We Americans just love citizen heroes. We can’t get enough of them. Our judicial and municipal systems are complex, slow-moving, and questionably effective, and so news reports of regular folks noticing a problem and fixing it of their own volition make us squeal with glee. Viral accounts of fed-up townspeople who take it upon themselves to fix potholes, and Serial, Sarah Koenig’s podcast recounting her amateur sleuthing efforts to free a wrongly convicted criminal (maybe), both provide a small peek into our nation’s fetish for civilian heroics. And yet when shit gets real, and ordinary people start taking extraordinary measures to right the wrongs they see in society, the fun and games are over. For Batman, Spider-Man, and Jim Stegner, the title character of Peter Heller’s novel The Painter, the public could never understand the extremes that they must go to in order to clean up the streets.
Jim’s not a superhero, but he does still cross over the arbitrarily set line in his pursuit of justice. In The Painter, Jim serves a prison sentence after shooting a known sex criminal at a bar in Santa Fe. But the majority of the novel, as well as the upcoming film adaptation announced on Deadline late last night, focuses on Jim’s time after the clink, as he attempts to scrape together the remnants of his shattered life. With two bad marriages and a vicious problem with the bottle all in his rearview, Jim’s prepared to live a life of quiet decency. Until he sees a hunting guide beating animals, and must decide whether keeping his parole is more important than protecting those in harm’s way. Like Nicolas Cage in last year’s excellent Joe, Jim’s a hero of a different sort.
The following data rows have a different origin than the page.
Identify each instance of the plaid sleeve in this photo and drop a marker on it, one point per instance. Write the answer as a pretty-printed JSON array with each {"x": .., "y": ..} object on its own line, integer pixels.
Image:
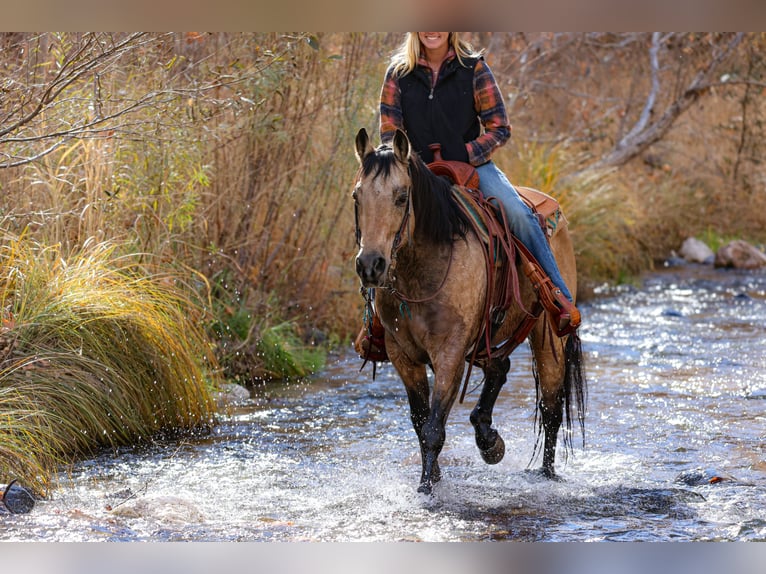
[
  {"x": 491, "y": 110},
  {"x": 390, "y": 108}
]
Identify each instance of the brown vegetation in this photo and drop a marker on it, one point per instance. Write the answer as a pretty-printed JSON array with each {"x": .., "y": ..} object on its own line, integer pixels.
[{"x": 231, "y": 154}]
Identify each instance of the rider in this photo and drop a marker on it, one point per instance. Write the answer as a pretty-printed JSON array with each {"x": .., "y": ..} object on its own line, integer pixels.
[{"x": 439, "y": 90}]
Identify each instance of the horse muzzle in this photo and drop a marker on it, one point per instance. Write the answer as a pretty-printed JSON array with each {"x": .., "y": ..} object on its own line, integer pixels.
[{"x": 371, "y": 268}]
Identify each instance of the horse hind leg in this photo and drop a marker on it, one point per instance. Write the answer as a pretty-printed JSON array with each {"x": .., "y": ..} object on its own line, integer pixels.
[
  {"x": 490, "y": 443},
  {"x": 560, "y": 382}
]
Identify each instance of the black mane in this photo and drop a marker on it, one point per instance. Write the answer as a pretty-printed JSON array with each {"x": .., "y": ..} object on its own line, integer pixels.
[{"x": 437, "y": 215}]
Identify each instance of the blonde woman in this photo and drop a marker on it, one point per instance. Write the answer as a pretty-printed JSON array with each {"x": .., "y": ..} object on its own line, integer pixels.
[{"x": 438, "y": 89}]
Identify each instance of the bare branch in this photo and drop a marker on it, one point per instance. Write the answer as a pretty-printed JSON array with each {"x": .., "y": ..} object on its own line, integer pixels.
[{"x": 647, "y": 132}]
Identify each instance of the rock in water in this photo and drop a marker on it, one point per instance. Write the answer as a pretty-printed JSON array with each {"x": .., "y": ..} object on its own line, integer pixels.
[
  {"x": 740, "y": 255},
  {"x": 17, "y": 499},
  {"x": 695, "y": 251}
]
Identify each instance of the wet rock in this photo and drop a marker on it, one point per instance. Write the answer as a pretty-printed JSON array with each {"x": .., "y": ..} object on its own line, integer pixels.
[
  {"x": 164, "y": 509},
  {"x": 674, "y": 260},
  {"x": 702, "y": 476},
  {"x": 16, "y": 499},
  {"x": 740, "y": 255},
  {"x": 672, "y": 313},
  {"x": 696, "y": 251},
  {"x": 231, "y": 394}
]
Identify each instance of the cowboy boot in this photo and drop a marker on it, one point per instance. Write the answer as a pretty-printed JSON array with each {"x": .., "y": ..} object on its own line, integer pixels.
[{"x": 564, "y": 316}]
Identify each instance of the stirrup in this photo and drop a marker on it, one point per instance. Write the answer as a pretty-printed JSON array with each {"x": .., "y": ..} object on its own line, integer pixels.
[
  {"x": 568, "y": 317},
  {"x": 370, "y": 344}
]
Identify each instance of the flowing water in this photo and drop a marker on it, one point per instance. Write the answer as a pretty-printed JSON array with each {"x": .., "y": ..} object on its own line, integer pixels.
[{"x": 674, "y": 446}]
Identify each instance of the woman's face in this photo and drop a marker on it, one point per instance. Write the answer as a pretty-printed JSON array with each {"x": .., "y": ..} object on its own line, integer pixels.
[{"x": 433, "y": 41}]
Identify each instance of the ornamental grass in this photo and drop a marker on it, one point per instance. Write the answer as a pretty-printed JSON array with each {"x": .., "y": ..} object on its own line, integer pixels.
[{"x": 94, "y": 352}]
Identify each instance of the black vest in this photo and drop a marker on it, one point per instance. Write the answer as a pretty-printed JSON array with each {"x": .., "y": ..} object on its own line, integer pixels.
[{"x": 447, "y": 115}]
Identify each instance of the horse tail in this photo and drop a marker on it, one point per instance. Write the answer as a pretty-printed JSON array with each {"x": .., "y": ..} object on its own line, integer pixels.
[{"x": 575, "y": 385}]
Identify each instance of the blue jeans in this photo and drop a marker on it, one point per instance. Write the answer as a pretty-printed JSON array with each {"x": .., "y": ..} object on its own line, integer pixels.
[{"x": 524, "y": 224}]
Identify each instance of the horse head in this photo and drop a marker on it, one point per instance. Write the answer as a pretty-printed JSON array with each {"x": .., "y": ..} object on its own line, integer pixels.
[{"x": 383, "y": 205}]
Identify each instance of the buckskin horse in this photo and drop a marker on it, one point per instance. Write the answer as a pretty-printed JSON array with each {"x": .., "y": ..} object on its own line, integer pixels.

Deadline also noted that the adaptation of Heller’s novel has taken on an eye-catching creative team. Translating The Painter from book to script will be Oscar nominee Paul Tamasy, former scribe of The Fighter. (Also on Tamasy’s CV: Air Bud and Air Bud 2: Golden Receiver. Make of that what you will.) To fill the director’s chair, producer Tamasy tapped Blackfish documentarian Gabriela Cowperthwaite. Because what is Jim if not a majestic orca whale, and what is his stint in jail if not a SeaWorld drained of water? And just as Shamu is taunted day in and day out by the option to devour her handlers and claim her freedom, so too is Jim both close and far away from his own freedom. Jim’s just a glistening, massive whale, trapped in a tank, like the rest of us. Have a lovely weekend!